Le Coct est doté d'un comité permanent composé d'une cinquantaine de représentants des administrations, des différentes agences de prévention, des organisations syndicales et patronales, mais aussi des associations de victimes. " Nous disposons enfin d'un véritable siège, et non plus d'un strapontin comme au CSPRP ", se réjouit Arnaud de Broca. " Les progrès vont ainsi venir d'une meilleure coordination entre tous ces acteurs impliqués dans la prévention des risques et l'amélioration des conditions de travail ", souligne Bernard Krynen, membre de l'Inspection générale des affaires sociales (Igas) et vice-président du Coct. Cet ancien inspecteur du travail, qui a occupé la fonction de directeur adjoint au cabinet d'Elisabeth Guigou en 2001, alors ministre de l'Emploi et de la Solidarité, a été choisi pour animer le conseil aux côtés de Daniel Lejeune, également de l'Igas, connu pour être l'auteur du rapport sur la traçabilité des expositions professionnelles et qui assurera le secrétariat général de cette nouvelle instance.

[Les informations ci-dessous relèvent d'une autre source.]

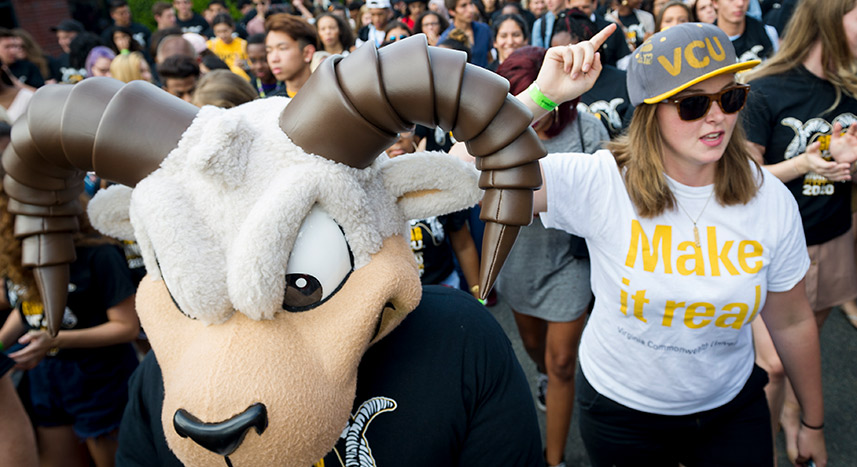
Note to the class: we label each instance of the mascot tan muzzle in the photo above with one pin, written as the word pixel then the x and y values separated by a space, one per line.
pixel 272 233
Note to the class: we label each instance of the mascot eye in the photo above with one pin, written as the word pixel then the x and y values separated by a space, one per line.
pixel 319 263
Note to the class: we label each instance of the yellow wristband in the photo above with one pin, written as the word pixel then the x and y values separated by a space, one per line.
pixel 536 95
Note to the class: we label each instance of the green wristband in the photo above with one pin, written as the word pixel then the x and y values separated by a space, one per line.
pixel 539 98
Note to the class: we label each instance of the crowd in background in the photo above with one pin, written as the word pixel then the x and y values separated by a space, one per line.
pixel 235 51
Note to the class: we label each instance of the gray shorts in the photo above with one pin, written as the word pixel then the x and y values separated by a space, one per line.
pixel 542 278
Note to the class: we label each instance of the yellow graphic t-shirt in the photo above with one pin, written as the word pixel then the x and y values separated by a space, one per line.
pixel 233 53
pixel 670 330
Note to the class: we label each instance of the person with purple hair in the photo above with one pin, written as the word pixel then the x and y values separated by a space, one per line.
pixel 98 61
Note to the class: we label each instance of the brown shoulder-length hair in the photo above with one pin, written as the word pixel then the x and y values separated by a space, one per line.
pixel 817 20
pixel 639 152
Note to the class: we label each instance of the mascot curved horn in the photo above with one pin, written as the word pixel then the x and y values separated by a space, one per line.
pixel 122 132
pixel 375 94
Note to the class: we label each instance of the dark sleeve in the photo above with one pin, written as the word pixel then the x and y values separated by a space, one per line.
pixel 6 364
pixel 110 270
pixel 141 435
pixel 502 427
pixel 455 221
pixel 34 76
pixel 757 116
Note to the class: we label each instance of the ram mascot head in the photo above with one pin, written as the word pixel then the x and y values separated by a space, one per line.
pixel 272 233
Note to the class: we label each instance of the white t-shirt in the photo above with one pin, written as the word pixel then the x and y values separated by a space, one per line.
pixel 670 330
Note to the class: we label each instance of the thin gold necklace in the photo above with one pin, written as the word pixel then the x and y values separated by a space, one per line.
pixel 695 229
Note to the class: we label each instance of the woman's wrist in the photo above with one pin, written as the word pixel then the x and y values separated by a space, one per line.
pixel 799 165
pixel 537 96
pixel 810 426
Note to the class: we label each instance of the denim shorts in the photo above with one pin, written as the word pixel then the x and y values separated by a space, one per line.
pixel 89 394
pixel 737 433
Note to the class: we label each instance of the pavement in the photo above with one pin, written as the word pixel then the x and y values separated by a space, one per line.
pixel 839 375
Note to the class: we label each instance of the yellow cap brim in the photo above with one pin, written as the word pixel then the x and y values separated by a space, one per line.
pixel 735 68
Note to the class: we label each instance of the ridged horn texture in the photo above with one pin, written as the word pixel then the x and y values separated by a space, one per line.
pixel 372 95
pixel 121 131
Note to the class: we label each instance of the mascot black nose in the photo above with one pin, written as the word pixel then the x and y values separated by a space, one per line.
pixel 222 437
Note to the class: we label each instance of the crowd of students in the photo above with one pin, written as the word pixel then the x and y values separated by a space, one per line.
pixel 799 122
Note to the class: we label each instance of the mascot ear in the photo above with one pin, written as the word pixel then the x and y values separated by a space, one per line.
pixel 420 193
pixel 108 212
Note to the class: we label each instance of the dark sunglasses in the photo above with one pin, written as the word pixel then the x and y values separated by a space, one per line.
pixel 696 106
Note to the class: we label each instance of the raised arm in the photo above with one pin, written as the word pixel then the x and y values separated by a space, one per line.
pixel 567 72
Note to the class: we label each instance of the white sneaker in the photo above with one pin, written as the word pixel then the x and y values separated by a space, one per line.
pixel 541 391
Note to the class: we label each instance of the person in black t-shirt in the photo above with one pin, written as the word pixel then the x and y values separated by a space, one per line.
pixel 27 73
pixel 801 120
pixel 17 442
pixel 444 388
pixel 187 19
pixel 78 378
pixel 61 69
pixel 120 12
pixel 751 38
pixel 438 241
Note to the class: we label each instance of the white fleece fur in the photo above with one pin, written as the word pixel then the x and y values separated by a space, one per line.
pixel 218 220
pixel 108 212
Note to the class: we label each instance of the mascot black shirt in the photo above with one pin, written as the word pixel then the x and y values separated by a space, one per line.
pixel 785 114
pixel 443 389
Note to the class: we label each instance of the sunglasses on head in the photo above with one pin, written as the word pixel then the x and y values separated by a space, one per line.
pixel 695 106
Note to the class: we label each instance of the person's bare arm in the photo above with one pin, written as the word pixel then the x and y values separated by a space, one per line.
pixel 794 331
pixel 12 329
pixel 800 165
pixel 468 258
pixel 122 326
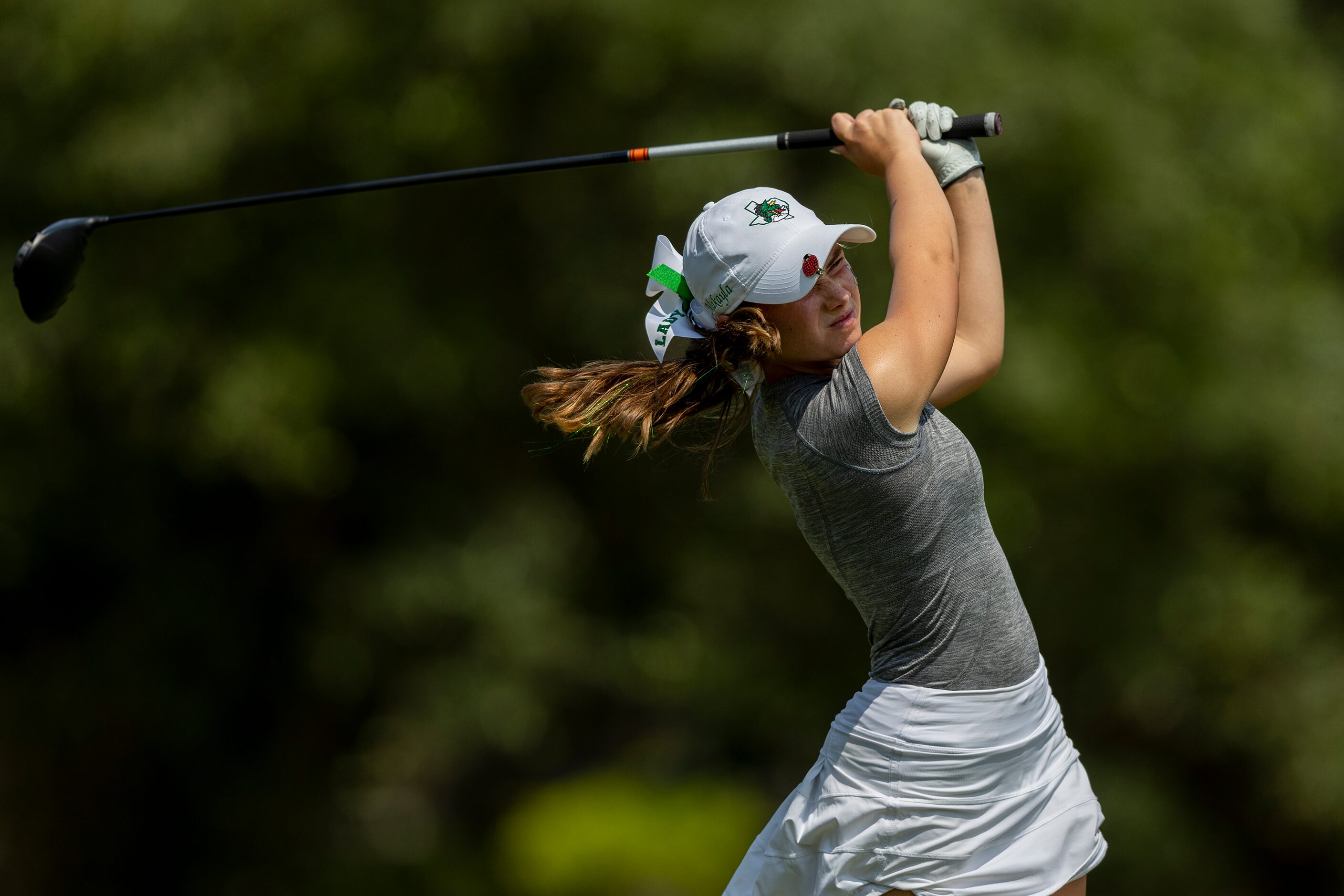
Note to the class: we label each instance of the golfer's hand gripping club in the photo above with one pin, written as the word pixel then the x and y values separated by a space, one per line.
pixel 46 266
pixel 949 155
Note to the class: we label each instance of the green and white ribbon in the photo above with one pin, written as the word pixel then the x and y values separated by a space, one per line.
pixel 671 322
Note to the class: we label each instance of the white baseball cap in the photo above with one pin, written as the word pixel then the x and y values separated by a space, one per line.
pixel 759 245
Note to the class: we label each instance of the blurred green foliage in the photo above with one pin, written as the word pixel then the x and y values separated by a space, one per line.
pixel 296 598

Après l'installation du Conseil en avril, les membres du comité permanent doivent se réunir le 7 juillet. " Nous allons fixer ensemble les modes de fonctionnement, déterminer la fréquence des réunions du comité permanent et élaborer le programme de travail ", précise Daniel Lejeune. Un premier chantier leur a d'ores et déjà été confié par Brice Hortefeux. Il s'agit de l'élaboration du nouveau plan santé-travail pour la période 2010-2014, qui va s'articuler autour de trois grands sujets : les risques cancérogènes, mutagènes et reprotoxiques (CMR), les troubles musculo-squelettiques (TMS) et le stress. " Il faudra commencer par dresser un bilan des évolutions par rapport au premier plan, note Henri Forest. Il faudra également prendre en compte des risques émergents tels que les nanomatériaux. "

 

Avec quels moyens ?

Les responsables du Coct souhaitent produire annuellement une synthèse sur l'évolution des conditions de travail, un document orienté surtout vers une réflexion prospective sur les questions de santé au travail. Reste à savoir si le Coct aura les moyens de satisfaire ces ambitions. Son équipe se limite aujourd'hui à son vice-président, son secrétaire général et une assistante. " Nous avions souhaité, comme pour le COR et le COE, qu'il soit rattaché à Matignon pour permettre une transversalité avec les fonctions publiques et donner plus de puissance au dispositif, rappelle Henri Forest. Nous n'avons pas été entendus. Mais si, en plus, les moyens ne sont pas à la hauteur, le Coct n'atteindra jamais ses objectifs. " Les représentants des salariés et des associations de victimes ne manqueront pas d'interpeller le gouvernement sur ses intentions. " La capacité à obtenir des financements conséquents pour faire fonctionner ce conseil d'orientation sera un test, avertit Arnaud de Broca, un bon moyen d'évaluer les réelles ambitions du ministre. "

 

Ministère du Travail : six mois de perdus
François Desriaux

Brice Hortefeux n'aura fait qu'un passage éclair au ministère du Travail et guère eu le loisir d'y imprimer sa marque. Lors de l'installation du Coct, il n'était visiblement pas dans son milieu. Ne pas serrer les mains des partenaires sociaux en arrivant, quitter la " salle des accords " sans avoir pris la peine d'écouter leurs réponses à son discours constituent des fausses notes. Ses prédécesseurs, Gérard Larcher et Xavier Bertrand, savaient mieux s'y prendre. Certains de ses interlocuteurs se demandent même s'il s'était réellement investi sur ses dossiers, ou s'il n'avait pas déjà l'assurance de ne faire qu'une courte halte rue de Grenelle avant de rejoindre la place Beauvau tant désirée. Si tel était le cas, cela ferait de ce ministère une simple zone de délestage, ce qui paraît contradictoire avec l'importance donnée à la question sociale par le président de la République lors de sa récente allocution à l'Organisation internationale du Travail (OIT).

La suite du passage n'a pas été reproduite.